- Born: 1731 Lyon, Kingdom of France
- Died: 1821 (aged 89–90) Paris, Kingdom of France
- Occupations: Army officer, colonial politician
- Known for: Early participation in the codification process associated with the French Rite especially the Orders of Wisdom

= Jean-Jacques Bacon de la Chevalerie =

French army officer, colonial politician and Free-Mason (1731–1821)

Jean-Jacques Bacon de la Chevalerie (1731–1821) was a French army officer, colonial political figure and Free-Mason. He served as Grand Orator of the Grand Orient de France during the organisation's formative period and participated in its earliest attempts to standardise Masonic rituals. In 1773, he was appointed to a commission charged with codifying the degrees practised by French lodges. In 1782, he became president of the Grand Orient's newly established Chamber of Degrees.

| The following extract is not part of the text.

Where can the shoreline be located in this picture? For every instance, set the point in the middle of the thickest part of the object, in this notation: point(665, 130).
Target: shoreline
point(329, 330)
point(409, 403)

These institutions formed part of the prolonged codification process from which the system now known as the French Rite emerged. Bacon's role was principally institutional and organisational: the surviving evidence does not identify him as the sole author of the Rite. The definitive rituals of the three symbolic degrees were completed and approved in 1785, largely under the direction of Alexandre Roëttiers de Montaleau.

Outside Free-Masonry, Bacon pursued a military career and became politically active in the French colony of Saint-Domingue. During the opening phase of the Haitian Revolution, he served as president of the provincial assembly of the colony's Northern Province.